In my project I was creating TextAreas in runtime, on the fly. All worked smoothly for several months. And suddenly transferring to that specific screen caused long time hanging and then hardfault. Now I know the reason - setTypedText has a side effect of calling resizeToCurrentText() which in turn calculates size if text, including contents of wildcards. It has happend that I was filling the wildcard buffer AFTER I called the setTypedText, so it calculated size of garbage text, reading memory starting from wildcard buffer till the first zero encountered. All these months before it was a kind of miracle that zeroes were not far away from wildcard buffers.

Hi @Community member​ ,

"I was creating TextAreas in runtime"

Could you share your technique of doing this please ?

Are allocating GFX widget on a Heap in e.g. in GFX::View constructor or GFX::View::setupScreen () and adding pointer to eg Container::add () ?

I am asking because I saw in few places that this is not recommended to do eg comment by @Yoann KLEIN​  here:

0693W00000aJ2jyQAC.pngI am not sure wherher to go new/delete path as implementation of GFX could change and cause application crash later in the project.

I work in Qt/emWin. Not being able to new/delete widgets is quite a change in a design paradigm/way of thinking - this is not a complaint, just a statement.

Thanks

class FastEditScreenView: public FastEditScreenViewBase {
      ...
   private:
         touchgfx::MoveAnimator<touchgfx::TextAreaWithOneWildcard> 
 letter_boxes[LETTER_COUNT];
         touchgfx::Unicode::UnicodeChar letter_buffers[LETTER_COUNT][LETTER_BUF_SIZE];
}
 
void FastEditScreenView::setupScreen() {
	FastEditScreenViewBase::setupScreen();
 
	int16_t temp_width, temp_height;
	temp_width = 20;
	temp_height = 20;
	for (uint8_t i = 0; i < LETTER_COUNT; i++) {
		letter_boxes[i].setXY(18 + i * 14, 88 + 3 * i);
		letter_boxes[i].setHeight(temp_height); //  before setTypedText ! 
		letter_boxes[i].setWidth(temp_width);
		letter_boxes[i].setColor(touchgfx::Color::getColorFromRGB(255, 255, 255));
		letter_boxes[i].setLinespacing(0);
		Unicode::snprintf(letter_buffers[i], 2, "%s", "W"); // before  setTypedText !
		letter_boxes[i].setWildcard(letter_buffers[i]);	     
                letter_boxes[i].setTypedText(touchgfx::TypedText( T_RESOURCELETTERWC));
		letter_boxes[i].resizeToCurrentText();
		add(letter_boxes[i]);
		letter_boxes[i].invalidate();
	}
}

It is really more comfortable to create controls in Designer and hide/show them as needed. But if you really-really eager such strange things, you can look in your ...ViewBase.cpp file and do more or less the same - new controls should be fields of your view. See also this discussion: https://community.st.com/s/question/0D53W00000ttGs7SAE/creating-textarea-programmatically-with-wildcard-and-buffer

Hi @Community member​ 

Thanks for this. When you said:

" I was creating TextAreas in runtime, on the fly"

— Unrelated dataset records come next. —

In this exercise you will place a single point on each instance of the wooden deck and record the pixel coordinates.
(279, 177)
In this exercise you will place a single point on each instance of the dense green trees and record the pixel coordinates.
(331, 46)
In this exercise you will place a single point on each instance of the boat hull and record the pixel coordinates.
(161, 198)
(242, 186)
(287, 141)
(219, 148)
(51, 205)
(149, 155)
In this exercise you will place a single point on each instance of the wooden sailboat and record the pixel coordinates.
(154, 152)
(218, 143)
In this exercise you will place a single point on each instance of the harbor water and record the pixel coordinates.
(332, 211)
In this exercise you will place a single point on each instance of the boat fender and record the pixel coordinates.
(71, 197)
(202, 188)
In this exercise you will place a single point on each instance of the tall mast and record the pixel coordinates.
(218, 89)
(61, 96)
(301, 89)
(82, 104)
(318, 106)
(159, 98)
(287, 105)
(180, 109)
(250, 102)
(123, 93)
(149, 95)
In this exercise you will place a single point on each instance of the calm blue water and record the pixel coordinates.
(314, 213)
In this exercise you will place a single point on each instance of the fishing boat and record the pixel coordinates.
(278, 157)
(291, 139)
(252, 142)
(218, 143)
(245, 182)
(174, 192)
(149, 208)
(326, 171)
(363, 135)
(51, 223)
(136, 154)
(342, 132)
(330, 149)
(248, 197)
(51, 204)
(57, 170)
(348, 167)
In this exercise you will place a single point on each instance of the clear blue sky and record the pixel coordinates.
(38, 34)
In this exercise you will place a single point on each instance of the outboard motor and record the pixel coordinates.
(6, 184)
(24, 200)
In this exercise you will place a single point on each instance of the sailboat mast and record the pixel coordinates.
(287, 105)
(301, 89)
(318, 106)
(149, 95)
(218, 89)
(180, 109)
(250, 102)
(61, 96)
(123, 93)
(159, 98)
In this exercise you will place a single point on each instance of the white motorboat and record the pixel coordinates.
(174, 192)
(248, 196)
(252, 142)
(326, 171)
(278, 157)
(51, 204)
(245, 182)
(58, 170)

I thought you create widgets with new/delete. I am aware of the technique you described.

I understand now what you said:

"It has happend that I was filling the wildcard buffer AFTER I called the setTypedText, so it calculated size of garbage text, reading memory starting from wildcard buffer till the first zero encountered. All these months before it was a kind of miracle that zeroes were not far away from wildcard buffers. "

I looked at your code and noticed you do not initialise letter_buffers at any point. It is not a good practice.

Initialise your buffers like this:

touchgfx::Unicode::UnicodeChar
letter_buffers[COUNT][BUF_SIZE] = {};
// = {};  zero initialised at moment of object creation
 
static constexpr int SCSizeBytes =
            sizeof (UnicodeChar) * (COUNT*BUF_SIZE );

And before using buffers like this:

std::memset ( letter_buffers, 0, SCSizeBytes );

or

#include <algorithm>
 
std::fill
(
         (int8_t*)letter_buffers,
         ( (int8_t*)letter_buffers ) + SCSizeBytes,
         0
);

I thought that

Unicode::snprintf(letter_buffers[i], 2, "%s", "W");

is good enough as initialization. At least it worked for me.